ウエアゲは、田植えが終ってから稲苗を持ち帰り、オカマサマ(荒神様)にボタモチとともに供える儀礼である。内容は各地区とも大差ないが、オカマサマに供える稲苗は、単に一把とか、一〇本ぐらい、あるいは各植え手の手に最後に残った苗を集めて二~三把に束ねてなど、家によって少しずつ違っている。丁寧に行う伝承では、田植えは最後に苗代を行い、ここに植えた一ニ株の稲株から苗を少しずつ抜き取って一把にし、これをオカマサマの棚に供えたという。
ウエアゲに作る食べ物は、「ウエアゲのボタモチ」という言い方があるように、ボタモチ(糯米を炊いて握り、小豆の餡(あん)をまわりに付けたもの)が普通だが、ウドンを打つ家もあった。
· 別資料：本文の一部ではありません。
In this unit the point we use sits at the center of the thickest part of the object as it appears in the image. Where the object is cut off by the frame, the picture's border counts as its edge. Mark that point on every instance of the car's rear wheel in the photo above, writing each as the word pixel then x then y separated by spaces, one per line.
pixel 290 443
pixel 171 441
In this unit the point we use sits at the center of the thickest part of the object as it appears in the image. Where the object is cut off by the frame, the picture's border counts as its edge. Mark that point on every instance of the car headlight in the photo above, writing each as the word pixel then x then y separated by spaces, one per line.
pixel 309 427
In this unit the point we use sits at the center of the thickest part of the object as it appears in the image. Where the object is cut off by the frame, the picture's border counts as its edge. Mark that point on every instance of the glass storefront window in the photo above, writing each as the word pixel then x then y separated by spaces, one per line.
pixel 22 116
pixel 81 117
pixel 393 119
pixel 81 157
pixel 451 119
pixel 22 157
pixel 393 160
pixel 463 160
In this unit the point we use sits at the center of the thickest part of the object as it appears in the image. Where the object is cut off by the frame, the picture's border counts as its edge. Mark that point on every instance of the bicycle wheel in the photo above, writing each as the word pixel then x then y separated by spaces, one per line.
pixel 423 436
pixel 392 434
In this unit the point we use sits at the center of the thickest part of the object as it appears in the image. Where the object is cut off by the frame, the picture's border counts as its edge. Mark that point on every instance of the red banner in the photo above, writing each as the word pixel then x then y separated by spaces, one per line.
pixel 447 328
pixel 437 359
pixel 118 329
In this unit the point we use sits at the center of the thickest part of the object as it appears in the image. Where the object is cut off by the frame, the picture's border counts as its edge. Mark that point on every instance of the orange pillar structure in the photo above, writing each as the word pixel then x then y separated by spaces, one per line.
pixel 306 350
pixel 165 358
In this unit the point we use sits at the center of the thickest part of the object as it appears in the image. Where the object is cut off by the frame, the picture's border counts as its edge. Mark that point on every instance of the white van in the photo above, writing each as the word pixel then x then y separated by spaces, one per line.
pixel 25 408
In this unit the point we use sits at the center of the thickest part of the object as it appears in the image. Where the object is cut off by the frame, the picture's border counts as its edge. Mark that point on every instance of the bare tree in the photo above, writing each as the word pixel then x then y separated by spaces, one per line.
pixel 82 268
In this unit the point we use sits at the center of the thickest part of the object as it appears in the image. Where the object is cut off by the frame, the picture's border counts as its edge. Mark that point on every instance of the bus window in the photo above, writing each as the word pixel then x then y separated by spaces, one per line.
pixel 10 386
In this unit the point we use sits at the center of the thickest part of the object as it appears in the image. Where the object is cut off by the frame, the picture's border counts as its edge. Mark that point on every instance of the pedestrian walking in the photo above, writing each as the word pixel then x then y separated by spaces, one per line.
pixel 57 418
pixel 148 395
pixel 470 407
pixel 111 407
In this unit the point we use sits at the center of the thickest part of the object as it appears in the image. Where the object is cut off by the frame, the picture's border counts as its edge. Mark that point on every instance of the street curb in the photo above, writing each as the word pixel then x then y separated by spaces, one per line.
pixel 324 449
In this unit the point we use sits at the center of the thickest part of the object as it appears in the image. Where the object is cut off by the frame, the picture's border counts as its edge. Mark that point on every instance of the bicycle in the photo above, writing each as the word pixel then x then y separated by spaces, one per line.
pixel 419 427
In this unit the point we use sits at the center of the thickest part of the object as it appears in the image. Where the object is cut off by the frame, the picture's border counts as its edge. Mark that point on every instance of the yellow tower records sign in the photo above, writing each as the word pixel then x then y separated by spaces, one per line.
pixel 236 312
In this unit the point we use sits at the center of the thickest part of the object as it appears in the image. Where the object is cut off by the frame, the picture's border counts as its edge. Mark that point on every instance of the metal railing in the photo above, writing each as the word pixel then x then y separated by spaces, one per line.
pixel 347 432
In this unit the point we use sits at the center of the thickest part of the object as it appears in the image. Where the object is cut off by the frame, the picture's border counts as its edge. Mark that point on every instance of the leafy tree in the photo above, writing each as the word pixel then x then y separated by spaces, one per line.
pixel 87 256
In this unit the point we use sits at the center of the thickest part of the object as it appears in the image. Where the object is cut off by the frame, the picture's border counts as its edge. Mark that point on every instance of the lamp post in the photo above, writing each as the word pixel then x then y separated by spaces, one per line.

なお、埼玉県内では田植え終了後には、ウエアゲとは別にサナブリ正月などといい、ムラで日を決めて仕事を休むところがあるが、北本ではこうした儀礼はなかったようである。前に述べたように摘み田終了後にはノアガリが定められているのに対し、植え田後にはムラの休日がないのは、市内では植え田が新しい稲作法だからである。